Tuesday, June 17, 2008
F you, Mother Nature!
Whenever I start spewing nonsense such as, "Life's so great," expect imminent doom to follow in the form of a monsoon, apocalypse, or a broken sandal with no shoe store in sight. I prayed all Monday morning for rain so that I wouldn't have to go to work. Prayed and prayed and prayed. Danced around my apartment in my underwear banging the thunder pot on my head. I got all excited when I swore I heard thunder, only to realize it was Andrew moving a heavy chair. I thought I heard a downpour only to find out it was our neighbors vacuuming upstairs.
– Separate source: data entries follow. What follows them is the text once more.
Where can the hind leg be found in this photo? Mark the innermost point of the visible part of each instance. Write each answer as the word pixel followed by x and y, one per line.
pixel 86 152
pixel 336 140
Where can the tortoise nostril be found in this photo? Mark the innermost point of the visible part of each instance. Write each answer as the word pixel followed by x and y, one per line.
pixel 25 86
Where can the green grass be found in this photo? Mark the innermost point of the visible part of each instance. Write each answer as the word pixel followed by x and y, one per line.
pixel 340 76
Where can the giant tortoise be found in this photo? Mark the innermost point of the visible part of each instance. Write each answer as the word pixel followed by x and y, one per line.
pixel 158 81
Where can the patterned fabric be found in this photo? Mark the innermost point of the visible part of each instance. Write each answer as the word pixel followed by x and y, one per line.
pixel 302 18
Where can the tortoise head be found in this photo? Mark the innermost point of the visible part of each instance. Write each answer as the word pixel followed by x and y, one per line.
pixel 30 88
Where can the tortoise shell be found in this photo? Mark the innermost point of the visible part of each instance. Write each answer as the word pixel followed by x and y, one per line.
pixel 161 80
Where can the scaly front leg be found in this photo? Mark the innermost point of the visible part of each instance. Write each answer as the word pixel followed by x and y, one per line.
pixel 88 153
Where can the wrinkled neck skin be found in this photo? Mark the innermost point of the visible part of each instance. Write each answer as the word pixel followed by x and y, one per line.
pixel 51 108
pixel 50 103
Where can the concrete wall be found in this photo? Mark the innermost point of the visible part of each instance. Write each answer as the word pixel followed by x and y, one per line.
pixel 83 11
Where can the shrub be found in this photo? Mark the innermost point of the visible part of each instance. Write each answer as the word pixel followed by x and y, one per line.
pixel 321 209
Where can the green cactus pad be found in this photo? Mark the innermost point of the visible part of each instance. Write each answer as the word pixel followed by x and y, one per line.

I reluctantly got dressed and started walking to the train. Three blocks into my walk, 7 blocks away from the train, it started pouring elephants. It was the type of rain that even though you have an umbrella you are soaked from neck down the only things dry are your hair and the inside of your umbrella. I got on the train and my legs start getting red bumps on them- the only culprit could be the nasty street water I was sloshing around in. I emerged from the train 15 minutes later and it was blue skies as far as the eye can see. Two fingers up to the sky. Three hours and $5 later the sky turned black, tree branches fell, and the rain came down again. It's a spectacular day when you've been caught in a downpour, got a nasty rash from it, dried up, and got soaked again, and got a mosquito bite on my face. I've discovered another person who hates me- Mother Nature.